El conflicto con la Facultad estalla bien pronto. A los ojos de los contemporáneos, es el choque de dos instituciones, la una moderna y políticamente tensa, la otra arcaica y cerrada sobre sí misma. Un partidario de la Facultad describe así su oposición: «La una antigua, respetable bajo todos los aspectos y principalmente a los ojos de los miembros de la sociedad que ha formado en su mayor parte; la otra, institución moderna cuyos miembros han preferido, a la asociación de sus instituciones, la de los ministros de la Corona, que han desertado de las Asambleas de la Facultad, a las cuales el bien público y sus juramentos debían mantenerlos ligados para correr la carrera de la intriga.»[17] Durante tres meses, a título de protesta, la Facultad «hace huelga»: se rehusa a ejercer sus funciones, y sus miembros a consultar con los socios. Pero el resultado está dado por adelantado porque el Consejo apoya al nuevo comité. Ya desde 1778, estaban registradas las cartas patentes que consagraban su transformación en Real Sociedad de Medicina, y la Facultad había visto prohibírsele «emplear en este asunto ninguna especie de defensa». La sociedad recibe 40.000 libras de renta deducidas de las aguas minerales, mientras que la Facultad no recibe sino apenas 2.000.[18] Pero sobre todo su papel se amplía sin cesar: órgano de control de las epidemias, se convierte poco a poco en un punto de centralización del saber, en una instancia de registro y de juicio de toda la actividad médica. Al iniciarse la Revolución, el Comité de Finanzas de la Asamblea Nacional justificará así su estatuto: «El objeto de esta sociedad es vincular la medicina francesa y la medicina extranjera, por una útil correspondencia; recoger las observaciones dispersas, conservarlas y cotejarlas; buscar sobre todo las ca usas de las enfermedades populares, calcular sus vicisitudes, comprobar los remedios más eficaces.»[19] La sociedad no agrupa solamente a los médicos que se consagran al estudio de los fenómenos patológicos colectivos; se ha convertido en el órgano oficial de una conciencia colectiva de los fenómenos patológicos; conciencia que se despliega al nivel de la experiencia como al nivel del saber, en la forma cosmopolítica, como en el espacio de la nación.
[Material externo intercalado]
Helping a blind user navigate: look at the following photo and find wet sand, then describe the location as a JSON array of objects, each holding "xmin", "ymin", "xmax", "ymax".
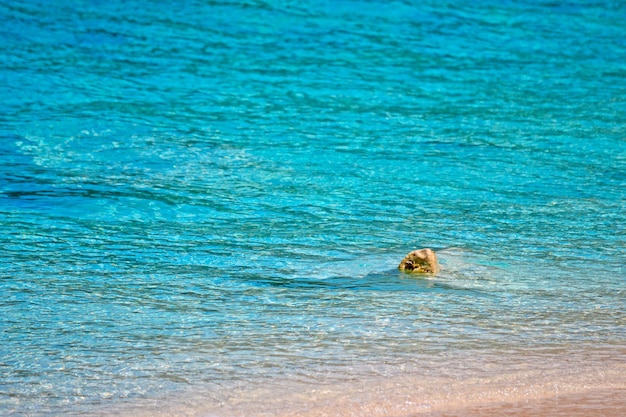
[{"xmin": 112, "ymin": 349, "xmax": 626, "ymax": 417}]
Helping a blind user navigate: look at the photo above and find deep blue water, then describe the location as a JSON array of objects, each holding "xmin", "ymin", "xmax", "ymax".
[{"xmin": 0, "ymin": 0, "xmax": 626, "ymax": 415}]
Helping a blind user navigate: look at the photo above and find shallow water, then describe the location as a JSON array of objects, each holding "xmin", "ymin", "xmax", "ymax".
[{"xmin": 0, "ymin": 0, "xmax": 626, "ymax": 416}]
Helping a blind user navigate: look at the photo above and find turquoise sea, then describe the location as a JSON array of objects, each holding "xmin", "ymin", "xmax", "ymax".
[{"xmin": 0, "ymin": 0, "xmax": 626, "ymax": 417}]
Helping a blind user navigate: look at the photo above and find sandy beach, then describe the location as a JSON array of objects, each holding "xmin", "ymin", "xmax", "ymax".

Aquí, el acontecimiento, tiene el valor de emerger en las estructuras fundamentales. Figura nueva de la experiencia, cuyas líneas generales, formadas alrededor de los años 1775-1780, van a prolongarse muy lejos en el tiempo, para llevar, durante la Revolución y hasta bajo el Consulado, muchos proyectos de reforma. De todos estos planes indudablemente pocas cosas pasarán a la realidad. Y, no obstante la forma de percepción médica que implican, es uno de los elementos que constituyen la experiencia clínica.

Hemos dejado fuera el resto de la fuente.